As they passed the bridge a loud sound of rushing horses could be heard in the distance.

"Dick, you take two men and hurry down the road to assure our pickets that we are friends. We'll take up the planks to give them time!" Jack shouted, and Dick, with two of the rescued prisoners, dashed away. Many hands and high hope made short work of the light timbers. As the pursuing cavalry turned the bend in the road, in sight of the bridge. Jack's squad gave them a volley and then dashed into cover. The fire was returned. Dick, coming back at a run, with a dozen dismounted men, heard the bullets whistling over his head and saw Jack's posse dispersing to the right and left in the bushes. All were forced into the woods, as the rebels commanded the highway.

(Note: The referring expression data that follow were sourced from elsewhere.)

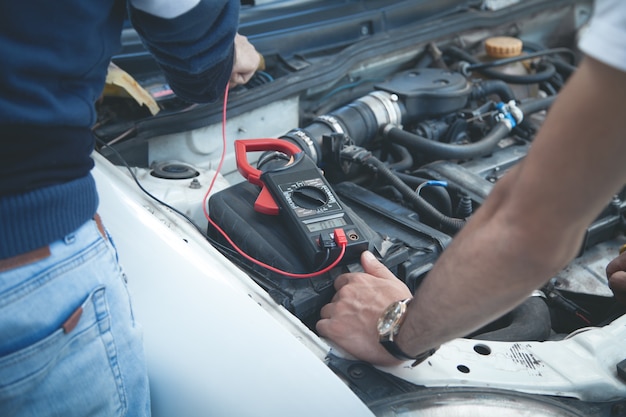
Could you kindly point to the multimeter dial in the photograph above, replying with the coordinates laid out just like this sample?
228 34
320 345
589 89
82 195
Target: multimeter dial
309 197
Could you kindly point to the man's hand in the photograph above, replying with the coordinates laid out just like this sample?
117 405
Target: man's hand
616 273
247 61
350 319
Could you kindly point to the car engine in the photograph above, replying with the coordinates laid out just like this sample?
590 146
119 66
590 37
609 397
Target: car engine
411 111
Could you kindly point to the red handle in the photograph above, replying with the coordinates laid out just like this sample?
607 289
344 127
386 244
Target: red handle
243 146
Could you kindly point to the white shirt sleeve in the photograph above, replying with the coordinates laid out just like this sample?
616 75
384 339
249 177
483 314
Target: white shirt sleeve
167 9
605 39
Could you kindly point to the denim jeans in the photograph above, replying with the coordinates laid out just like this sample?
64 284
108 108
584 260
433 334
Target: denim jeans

"Where is Jack?" Dick asked, rushing among the men. No one had noticed him in the panic. He was not in the huddle that cowered in the reeds to escape the balls, still hurtling viciously over the open. With a cry of rage and despair, Dick flew into the road, and there, not a hundred yards from the bridge, he saw the well-known figure prone on the red earth motionless—dead? Heedless of the warning cries of the others, Dick tore madly to the body, and with a wild cry fell upon the lifeless figure, weltering in blood.

CHAPTER XXVII.

"THE ABSENT ARE ALWAYS IN THE WRONG."

Under Vincent's ardent escort Mrs. Sprague and Merry traveled from Richmond northward in something like haste and with as much comfort as was possible to the limited means of transportation at the command of the Confederate commissary. Even in those early days of the war, the railway system of the South was worn out and inadequate. Such a luxury as a parlor car was unknown. The trains were filled with military personages on their way to the field. Mrs. Sprague and Merry were the only women in the car in which they passed from Richmond to Fredericksburg. The route brought them through a land covered with hamlets of camps, drilling squadrons, and the panoply of war. While the elder lady gave a divided mind to the strange panorama, Merry watched everything eagerly, amused and interested by this spectacle of preparation. Such soldiers as she could see distinctly looked like farmers in holiday homespun; the cavalry like nondescript companies of backwoods hunters. There seemed to be no uniformity in infantry equipment or cavalry accoutrements, and the discipline struck her as in keeping with this diversity of dress and ornament. The men could be seen hurrying in boyish glee toward the train as it drew near the temporary station, where mail-bags were thrown out and sometimes supplies of food or munitions of war. Jocular remarks were passed between the soldiery at the windows when the wistful groups gathered along the railway line.

"I say, North Cal'ina, you'n's goin' straight through to Yankee land?" a man in the throng shouts to some one on the train.

"Straight."

"Send us a lock o' Lincoln's hair to poison blind adders, will you?"

"No—promised his scalp to my sweetheart to cover the rocking-chair."